Was it just another contradiction or oddity that Cuomo is known for? The singer, songwriter and guitarist who has already influenced more than a generation of rockers and indies has the reputation of being a madman. Bell begins to define his relationship with Cuomo, a little hesitantly.


Well... is this going to be printed in Portuguese? If so I guess I can say... (laughs). It's a good question, but whenever I'm asked that I try to be a little slow to answer, depending on how Rivers has behaved in the last week. If he was I give an answer, if not I change the topic. But most of the time looking on the bright side, I have to say I'm very lucky to work with someone like him. Even though sometimes we can't even rehearse regularly because he lives out of town (from Los Angeles). He is very motivated and intelligent, and whenever he decides to do something, he goes to the extreme. He's an extreme guy. I have learnt a lot by looking at his methods. It's all very methodical. Living with him is like doing a sociological study (laughs). I wish I had written about that experience over the years. I wouldn't want to exploit him or anything like that, but I think I could make a lot of money about what he's like in private. It's interesting. No matter what I say, it will never do justice to the truth. He cannot be summed up in one word. Can he be a cold guy? For sure. But he can also be very easy to work with. You never know what to expect from Rivers.

Due to Rivers and his brash lyrics about youthful passions and social inadequacy, plus his public image, Weezer carries the stain - maybe uncomfortable - of being called the kings of "nerd rock". Does this make sense?


They say we do 'geek rock'. When the term came up, I never took it personally. I never considered myself a nerd, maybe in seventh grade at school... I think because I don't write the songs, I'm able to not take this personally. Rivers may have a completely different different picture of it. When I think about our image and reflect on how people see us, I know they see "the-face-in-the-glasses". And this image in people's heads says: geek. It's fine by me. I think it's good that the media has found a niche to write about, so more people might hear about us. That also helped us get a place in rock history as the 'nerd rockers'. It definitely set us apart from the other bands.

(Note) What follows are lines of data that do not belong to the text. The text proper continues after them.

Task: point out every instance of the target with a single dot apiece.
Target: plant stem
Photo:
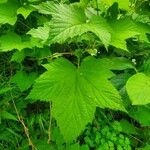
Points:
(50, 123)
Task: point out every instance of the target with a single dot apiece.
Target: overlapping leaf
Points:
(138, 88)
(75, 93)
(70, 20)
(122, 30)
(8, 12)
(11, 41)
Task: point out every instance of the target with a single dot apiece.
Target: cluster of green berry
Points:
(106, 137)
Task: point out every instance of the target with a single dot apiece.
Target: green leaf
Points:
(75, 93)
(24, 80)
(84, 3)
(8, 12)
(69, 21)
(117, 63)
(123, 4)
(11, 41)
(7, 115)
(40, 33)
(3, 1)
(127, 127)
(122, 30)
(25, 11)
(5, 89)
(138, 88)
(141, 114)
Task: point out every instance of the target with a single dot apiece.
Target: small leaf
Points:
(23, 80)
(40, 33)
(8, 11)
(7, 115)
(25, 11)
(138, 88)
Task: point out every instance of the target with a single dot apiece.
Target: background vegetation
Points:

So maybe it was actually a blessing.

Blessing or no blessing, it's true that Weezer has a special place in history. No band that emerged from the vacuum of post-grunge has made such a peculiar bridge between alternative rock and the mainstream. The catchy and unforgettable melodies, tentacular guitars and lyrics full of "confessions" (personal or not) didn't simply conquer millions of fans, in fact, they formed a legion of adorers, to the point that the group could be recognized as one of the most influential in alternative rock in the last 10 years. Our compatriots from Los Hermanos, Leela and the aforementioned Bidê ou Balde (who recored a portuguese version of Buddy Holly) can attest to that.


People talk to me, they give me demos, and I hear everyone saying 'Oh, there's this new band, they sound like Weezer, you're going to love them'. And all I can think is, why do I have to love them because they look like us? In fact, we are always trying to make Weezer not sound like Weezer! It's like when they say we influence emocore bands. I don't like emo, even though a lot of people might hate me for saying that. I think people can try, but they're still not able to label our sound. Our songs make people happy, which is great and that's what matters.